If so, it won't affect the majority of wireless cards, which are supported natively by the kernel. NDISWrapper - as the name suggests - just allows Windows drivers to be used for unsupported cards.
In other words - storm-inna-teacup.
....coz I can't get wireless to work with my Ubuntu...or is that a security feature?
Linux? To the Gods, maybe....to mere mortals like me it's frustration.
Same old but why use NDISwrapper for Wi-Fi anyway?
Buffer overflow. How old is that type of bug? Apparently there are still developers who have no idea that when you manipulate memory buffers, you need to be careful where you put your bits and bytes. With great power comes great responsibility. So when programming with a language like C that allows you to address memory directly, make sure you program responsibly. If you can't be arsed, program in a language that shields you from that type of problems, such as Java or Ruby. Note that I'm not bashing any of those language, I use all of them but with powerful toys, you have to be careful. It's a bit like rm -rf under root: you need to understand how powerful that command is before using it, otherwise it will all end up in tears.
Anyway, why would you use NDISwrapper for Wi-Fi on Linux these days? I haven't come across Wi-Fi hardware that wasn't supported natively for a long time. OK, maybe it's because I haven't bought a brand new cutting edge machine for some time :-)
We need a cowboy icon for that sort of things because that's what they are: programming cowboys. The skull and crossbones will do.
NDIS is a wrapper
but of course a bug is a bug, and it appears to be happening at the wrapper level.
There are not too many who use NDIS nowadays, but those who do will probably figure as a large percentage of those who don't update their distro either.
No "Ha you see Linux has vulns as well" "No it's a windows component causing the problem!" argument yet.... Must be Monday :)
Re: This is why ...
And what, then, if your lappy only recognises the Broadcom card's DevID or, worse, the subvendor ID it shipped with and errors out on POST with anything else in its MiniPCI slot?
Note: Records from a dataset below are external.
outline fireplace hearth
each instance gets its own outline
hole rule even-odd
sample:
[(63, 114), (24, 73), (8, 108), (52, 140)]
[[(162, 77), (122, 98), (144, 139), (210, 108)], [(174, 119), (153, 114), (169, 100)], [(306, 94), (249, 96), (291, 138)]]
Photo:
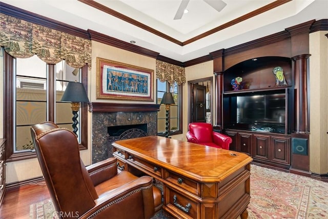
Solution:
[(113, 156), (109, 141), (117, 141), (117, 135), (127, 139), (157, 134), (159, 105), (93, 103), (91, 107), (93, 164)]
[(145, 137), (147, 134), (147, 124), (127, 125), (110, 126), (108, 128), (108, 157), (112, 156), (110, 151), (112, 144), (118, 140)]

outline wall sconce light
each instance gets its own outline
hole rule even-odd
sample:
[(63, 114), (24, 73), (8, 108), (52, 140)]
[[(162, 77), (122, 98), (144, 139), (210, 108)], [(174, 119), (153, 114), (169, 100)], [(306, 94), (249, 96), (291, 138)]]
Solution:
[(71, 108), (73, 113), (73, 132), (77, 136), (77, 112), (80, 108), (80, 103), (89, 103), (89, 98), (83, 84), (79, 82), (69, 82), (60, 101), (71, 102)]
[(161, 105), (165, 105), (165, 110), (166, 110), (166, 132), (165, 137), (169, 137), (169, 123), (170, 118), (169, 117), (170, 115), (170, 105), (174, 104), (174, 99), (172, 96), (171, 93), (166, 92), (163, 94), (163, 97), (160, 102)]

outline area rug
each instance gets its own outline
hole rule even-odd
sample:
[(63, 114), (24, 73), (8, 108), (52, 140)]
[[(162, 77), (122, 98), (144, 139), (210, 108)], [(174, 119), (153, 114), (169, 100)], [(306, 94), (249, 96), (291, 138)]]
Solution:
[[(328, 183), (251, 166), (249, 219), (327, 218)], [(31, 205), (31, 219), (57, 218), (51, 200)], [(153, 219), (172, 218), (165, 212)]]

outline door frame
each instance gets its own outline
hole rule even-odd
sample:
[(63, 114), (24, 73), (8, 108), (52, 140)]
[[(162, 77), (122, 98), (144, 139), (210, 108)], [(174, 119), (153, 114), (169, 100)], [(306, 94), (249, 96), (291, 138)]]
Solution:
[(211, 111), (211, 124), (213, 124), (213, 77), (203, 77), (202, 78), (196, 79), (192, 81), (189, 81), (188, 82), (188, 124), (192, 121), (192, 113), (193, 112), (193, 106), (194, 104), (193, 95), (193, 87), (194, 84), (199, 84), (202, 82), (209, 82), (210, 85), (210, 94), (211, 94), (210, 97), (210, 109)]

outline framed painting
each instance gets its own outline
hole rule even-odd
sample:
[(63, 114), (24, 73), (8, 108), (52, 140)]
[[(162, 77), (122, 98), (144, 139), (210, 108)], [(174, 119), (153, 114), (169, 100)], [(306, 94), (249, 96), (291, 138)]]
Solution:
[(97, 57), (96, 98), (153, 101), (154, 70)]

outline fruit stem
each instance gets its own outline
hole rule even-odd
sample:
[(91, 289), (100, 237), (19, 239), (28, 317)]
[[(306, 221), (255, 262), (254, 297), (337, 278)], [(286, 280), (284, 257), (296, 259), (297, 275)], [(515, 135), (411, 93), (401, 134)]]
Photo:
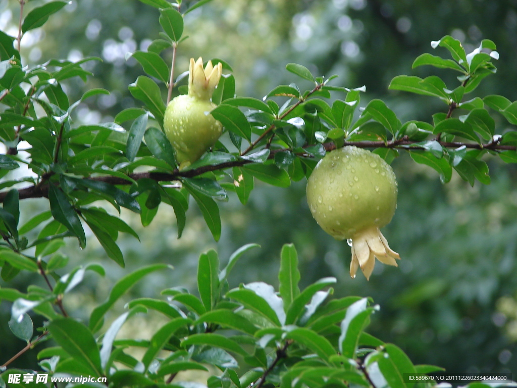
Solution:
[(174, 65), (176, 64), (176, 50), (177, 44), (176, 42), (172, 43), (172, 62), (171, 64), (171, 78), (169, 81), (169, 91), (167, 92), (166, 107), (171, 101), (171, 96), (172, 95), (172, 89), (174, 87)]

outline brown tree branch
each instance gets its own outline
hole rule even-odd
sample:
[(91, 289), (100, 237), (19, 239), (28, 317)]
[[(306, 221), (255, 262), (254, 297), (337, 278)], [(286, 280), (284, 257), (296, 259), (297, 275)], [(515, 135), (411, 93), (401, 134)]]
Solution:
[[(402, 148), (405, 149), (418, 150), (423, 149), (422, 147), (414, 145), (418, 143), (416, 140), (412, 140), (404, 136), (403, 138), (391, 140), (385, 142), (382, 141), (345, 141), (343, 146), (353, 145), (359, 148)], [(508, 145), (506, 144), (499, 144), (498, 141), (491, 141), (485, 144), (478, 144), (477, 143), (463, 143), (460, 142), (444, 142), (439, 141), (438, 143), (445, 148), (458, 148), (464, 146), (467, 148), (474, 150), (490, 150), (491, 151), (513, 151), (517, 150), (517, 147), (514, 145)], [(408, 146), (413, 146), (409, 147)], [(325, 143), (323, 146), (327, 151), (331, 151), (335, 150), (336, 145), (332, 142)], [(280, 151), (285, 151), (286, 150), (277, 149), (272, 150), (269, 154), (269, 159), (272, 159), (275, 154)], [(300, 154), (298, 156), (310, 157), (309, 154)], [(247, 165), (253, 162), (251, 160), (245, 159), (238, 159), (234, 161), (226, 162), (219, 165), (204, 166), (196, 169), (188, 170), (186, 171), (178, 171), (175, 170), (172, 172), (135, 172), (130, 174), (128, 175), (128, 179), (124, 179), (111, 175), (105, 175), (102, 176), (92, 176), (88, 179), (92, 181), (110, 183), (112, 185), (130, 185), (132, 183), (132, 180), (138, 181), (143, 178), (151, 179), (156, 182), (171, 182), (173, 181), (178, 181), (181, 178), (193, 178), (198, 176), (206, 172), (216, 171), (232, 167), (239, 167), (245, 165)], [(42, 197), (48, 197), (49, 183), (46, 181), (42, 181), (39, 184), (34, 186), (25, 187), (18, 190), (18, 193), (20, 199), (26, 199), (27, 198), (40, 198)], [(7, 191), (0, 192), (0, 203), (3, 203), (7, 195)]]

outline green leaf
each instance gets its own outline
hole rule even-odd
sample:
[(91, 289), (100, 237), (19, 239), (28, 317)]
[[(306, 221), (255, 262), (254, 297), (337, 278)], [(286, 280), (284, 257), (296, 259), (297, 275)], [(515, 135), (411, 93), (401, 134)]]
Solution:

Hack the BIOS? I hope you're good with checksums. What about the Atheros HAL? I know they've open sourced an older variant of it, but how do we know these binary blobs don't harbour off-by-one errors or unchecked buffer overflows and such? Ralink (2501 and 2600 MIMO. The original 2500 hardware didn't need it) firmware? Intel firmware? The list is endless. Like it or not, there's plenty of scope in the "open source" drivers for such errors to be creeping in and, let's not forget, the bit of NDISwrapper that has the bug IS open source.
Life ain't that simple. Idealism is a fine thing but it's hardly realistic when you have the FCC and other agencies making rules and breathing down vendors' necks and people who aren't technical enough to hack the BIOS on their Thinkpad using this stuff. NDISwrapper and ndisgen make this a lot easier for folks who haven't the time or inclination to lobby hardware manufacturers or get the FCC the back the hell off.
As an aside, I recall when this was called "Project Evil." We now know why.
Ok so I was being a tad sarcastic. And I accept that this is a bug in a Linux component.
But if you want to run Linux on your lap top/palm top get one that works or complain to the vendor trying to sell you it.
Hang on a minute
You mean this wasn't picked up in the pre-alpha-release by the eternal vigilance of the Open Source community, perpetually scanning every line of code with its all-seeing eye and correcting all possible faults before the original coder has even exited vi ?
My entire world view is shaken.
Next you'll be telling me that Paris wasn't elected President.